Judge Mabey of the Utah District in In re Iacovoni, 2 B.R. 256, 5 Bankr.Ct.Dec. 1270 (Bkrtcy.D.Utah 1980), outlined the legislative history of Chapter 13 and set forth certain factors that Judge Mabey says must be considered before a Bankruptcy Judge confirms the plan. These factors are the budget of the debtor, the amount the debtor can feasibly pay, the future income and payment prospects of the debtor, the amount of the outstanding indebtedness, the percentage of repayment and the nature of the debts being discharged.

In most cases, an analysis of these factors will show whether or not the debtor is making a sincere, meaningful, honest effort to pay his creditors. If no sincere, meaningful, honest effort is being made to pay the creditors, but the debtor is merely trying to put himself within the purview of the law and to pay the least that may be paid under the test of best interest without any consideration of "good faith", the plan should not be confirmed.

It is one thing to deny confirmation of a plan for lack of "good faith" when the debtor is making no effort to pay his unsecured creditors and proposes to pay only those secured creditors who have liens upon the luxuries the debtors wish to keep, but debtors like the one in the case at bar are a different matter. Attempts to prevent the abuse of creditors' interest by defining "good faith" are laudable until a case such as this case founders upon the rocks of a too restrictive definition of "good faith". Congress' failure to define "good faith" is a mandate to the bankruptcy judges to review each case on its merits and to confirm only those cases which in view of the factors defined by Judge Mabey, supra, measure up to the Courts' sense of what is equitable in a given case. The approach must and should be a flexible one. There should be no exact percentage payment that will insure confirmation. Each case must be decided on its own merits.

The exceptional cases even amongst Courts that deny the confirmation of plans for lack of "good faith" are causing Courts to take a second look at their standards for "good faith". For instance, Judge Stewart in In re Curtis, 2 B.R. 43, 45, 5 Bankr.Ct. Dec. 1214, 1215 (Bkrtcy.W.D.Mo.1979), said,

As a final consideration, it must be noted that the proposed plan is in the best interest of creditors within the meaning of § 1325(a)(4) of the Bankruptcy Code insofar as it clearly offers them as much or more than they would receive under straight liquidation. It is doubtful whether the bankruptcy courts can redefine the minimum amounts required to be paid, already defined by the clear letter of that subsection, by importing an immutable higher minimum into the "good faith" provisions of § 1325(a)(3) of the Code. Therefore, the 10%-for-three-years guideline must remain subject to the "exceptional circumstances" rule. And exceptional circumstances exist in this case to warrant a confirmation of the plan.

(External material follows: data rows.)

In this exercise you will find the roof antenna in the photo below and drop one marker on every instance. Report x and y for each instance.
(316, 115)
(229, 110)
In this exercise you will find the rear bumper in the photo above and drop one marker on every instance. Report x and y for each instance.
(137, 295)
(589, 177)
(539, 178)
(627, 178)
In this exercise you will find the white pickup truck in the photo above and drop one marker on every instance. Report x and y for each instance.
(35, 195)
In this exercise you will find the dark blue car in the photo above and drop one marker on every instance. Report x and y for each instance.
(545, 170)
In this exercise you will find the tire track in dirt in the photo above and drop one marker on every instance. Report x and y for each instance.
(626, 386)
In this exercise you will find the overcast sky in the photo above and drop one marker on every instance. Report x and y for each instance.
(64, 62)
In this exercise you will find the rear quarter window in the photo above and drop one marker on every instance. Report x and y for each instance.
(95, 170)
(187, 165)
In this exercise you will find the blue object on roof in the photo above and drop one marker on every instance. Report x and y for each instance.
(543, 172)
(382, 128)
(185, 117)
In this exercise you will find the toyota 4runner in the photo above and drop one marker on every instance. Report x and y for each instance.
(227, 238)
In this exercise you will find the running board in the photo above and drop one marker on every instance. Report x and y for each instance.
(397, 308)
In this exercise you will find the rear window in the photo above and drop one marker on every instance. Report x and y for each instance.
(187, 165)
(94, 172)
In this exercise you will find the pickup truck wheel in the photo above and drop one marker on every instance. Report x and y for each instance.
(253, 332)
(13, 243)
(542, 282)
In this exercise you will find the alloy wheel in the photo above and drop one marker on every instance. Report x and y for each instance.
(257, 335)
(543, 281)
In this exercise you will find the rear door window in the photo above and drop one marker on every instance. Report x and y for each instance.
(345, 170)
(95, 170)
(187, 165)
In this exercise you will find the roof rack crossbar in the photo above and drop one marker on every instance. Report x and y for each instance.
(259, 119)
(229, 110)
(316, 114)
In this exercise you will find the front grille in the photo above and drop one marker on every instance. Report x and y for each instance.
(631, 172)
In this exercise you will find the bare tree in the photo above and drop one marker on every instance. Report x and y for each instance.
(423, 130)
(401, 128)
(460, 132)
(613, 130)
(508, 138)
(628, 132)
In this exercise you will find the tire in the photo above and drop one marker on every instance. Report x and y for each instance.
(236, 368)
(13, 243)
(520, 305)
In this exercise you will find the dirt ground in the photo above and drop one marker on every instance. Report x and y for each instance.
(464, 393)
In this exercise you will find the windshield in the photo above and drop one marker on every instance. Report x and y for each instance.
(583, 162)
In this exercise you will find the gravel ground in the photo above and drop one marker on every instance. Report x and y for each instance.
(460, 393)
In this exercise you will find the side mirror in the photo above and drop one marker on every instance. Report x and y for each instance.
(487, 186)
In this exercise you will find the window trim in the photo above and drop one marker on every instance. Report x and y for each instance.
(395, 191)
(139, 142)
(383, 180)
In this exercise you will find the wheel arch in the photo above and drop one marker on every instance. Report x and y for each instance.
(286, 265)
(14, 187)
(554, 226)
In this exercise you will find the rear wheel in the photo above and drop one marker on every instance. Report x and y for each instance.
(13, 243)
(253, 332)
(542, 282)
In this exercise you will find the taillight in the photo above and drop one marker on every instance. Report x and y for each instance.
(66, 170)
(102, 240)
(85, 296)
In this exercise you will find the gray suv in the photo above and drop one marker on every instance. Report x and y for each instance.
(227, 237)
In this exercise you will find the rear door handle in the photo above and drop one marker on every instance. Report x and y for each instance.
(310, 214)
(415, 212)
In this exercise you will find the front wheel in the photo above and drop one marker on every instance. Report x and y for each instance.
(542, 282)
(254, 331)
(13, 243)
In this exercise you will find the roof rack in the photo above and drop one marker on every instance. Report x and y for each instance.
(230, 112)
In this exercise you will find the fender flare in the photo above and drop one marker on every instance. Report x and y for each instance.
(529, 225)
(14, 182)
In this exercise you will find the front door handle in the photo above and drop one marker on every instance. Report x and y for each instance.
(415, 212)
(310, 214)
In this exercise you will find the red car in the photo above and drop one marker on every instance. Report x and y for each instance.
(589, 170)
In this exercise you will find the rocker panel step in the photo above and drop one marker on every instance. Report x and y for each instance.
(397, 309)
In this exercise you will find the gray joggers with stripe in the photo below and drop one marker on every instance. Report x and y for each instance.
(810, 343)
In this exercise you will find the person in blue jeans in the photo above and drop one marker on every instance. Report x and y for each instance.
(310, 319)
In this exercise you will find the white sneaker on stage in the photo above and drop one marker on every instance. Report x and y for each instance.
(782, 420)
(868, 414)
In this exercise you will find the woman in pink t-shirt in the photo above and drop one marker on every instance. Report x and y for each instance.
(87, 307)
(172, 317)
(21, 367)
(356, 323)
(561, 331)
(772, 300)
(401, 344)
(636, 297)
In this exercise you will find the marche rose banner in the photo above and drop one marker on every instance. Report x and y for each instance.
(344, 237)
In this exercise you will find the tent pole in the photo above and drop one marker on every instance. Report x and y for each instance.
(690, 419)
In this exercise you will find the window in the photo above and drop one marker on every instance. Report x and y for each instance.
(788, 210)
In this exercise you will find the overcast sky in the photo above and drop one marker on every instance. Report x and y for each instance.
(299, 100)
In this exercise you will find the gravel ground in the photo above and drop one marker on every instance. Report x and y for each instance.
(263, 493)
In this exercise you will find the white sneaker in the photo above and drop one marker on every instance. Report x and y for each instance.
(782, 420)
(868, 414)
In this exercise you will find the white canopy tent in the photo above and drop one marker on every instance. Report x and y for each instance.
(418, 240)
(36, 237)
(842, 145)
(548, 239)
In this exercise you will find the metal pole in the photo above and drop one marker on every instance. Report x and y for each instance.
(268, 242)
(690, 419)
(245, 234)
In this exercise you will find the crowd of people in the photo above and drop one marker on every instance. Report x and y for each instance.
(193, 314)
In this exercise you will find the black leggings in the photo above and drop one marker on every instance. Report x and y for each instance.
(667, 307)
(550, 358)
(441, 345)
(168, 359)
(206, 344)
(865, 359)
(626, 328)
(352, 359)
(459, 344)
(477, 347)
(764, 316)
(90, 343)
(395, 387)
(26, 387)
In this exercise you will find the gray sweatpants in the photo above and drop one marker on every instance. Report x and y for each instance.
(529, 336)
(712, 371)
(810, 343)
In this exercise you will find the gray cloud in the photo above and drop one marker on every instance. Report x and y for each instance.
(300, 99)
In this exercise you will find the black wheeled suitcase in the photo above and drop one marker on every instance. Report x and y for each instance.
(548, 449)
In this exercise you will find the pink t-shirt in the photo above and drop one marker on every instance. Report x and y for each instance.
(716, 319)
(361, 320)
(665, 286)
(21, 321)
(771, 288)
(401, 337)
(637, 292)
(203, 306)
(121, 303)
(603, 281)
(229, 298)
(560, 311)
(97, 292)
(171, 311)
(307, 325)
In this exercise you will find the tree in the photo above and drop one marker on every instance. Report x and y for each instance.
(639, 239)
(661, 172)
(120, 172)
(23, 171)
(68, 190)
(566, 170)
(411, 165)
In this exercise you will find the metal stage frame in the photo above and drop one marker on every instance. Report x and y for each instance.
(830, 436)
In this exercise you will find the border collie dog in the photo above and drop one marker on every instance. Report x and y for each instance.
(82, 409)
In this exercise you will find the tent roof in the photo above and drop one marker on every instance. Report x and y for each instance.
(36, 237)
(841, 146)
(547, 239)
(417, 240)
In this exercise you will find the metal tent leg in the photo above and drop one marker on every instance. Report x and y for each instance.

The case at bar involves "exceptional circumstances" as does In re Curtis, supra. It is an exceptional case that requires confirmation because the debtor, to save her home from foreclosure, is proposing to pay off the taxes, pay off her secured creditors or allow them to maintain their security. The secured creditors have consented. No money is being spent to give her this relief. Her plan runs nearly five years. Chapter 7 relief would result in the loss of the home and probably less than full payment to even the secured creditors. No creditors will receive less than they would have in a liquidation. This plan because of the debtor's limited income is not only her "best effort", a test considered too strict *424 under the Code, but it is a super effort by the debtor to pay her debts and maintain her home.

Under these circumstances, to deny the debtor confirmation of her plan because of a restrictive definition of "good faith", would work an injustice. The plan is confirmed. It is so ordered.

This Memorandum and Decision shall constitute Findings of Fact and Conclusions of Law in accordance with Rule 752 of the Rules of Bankruptcy Procedure.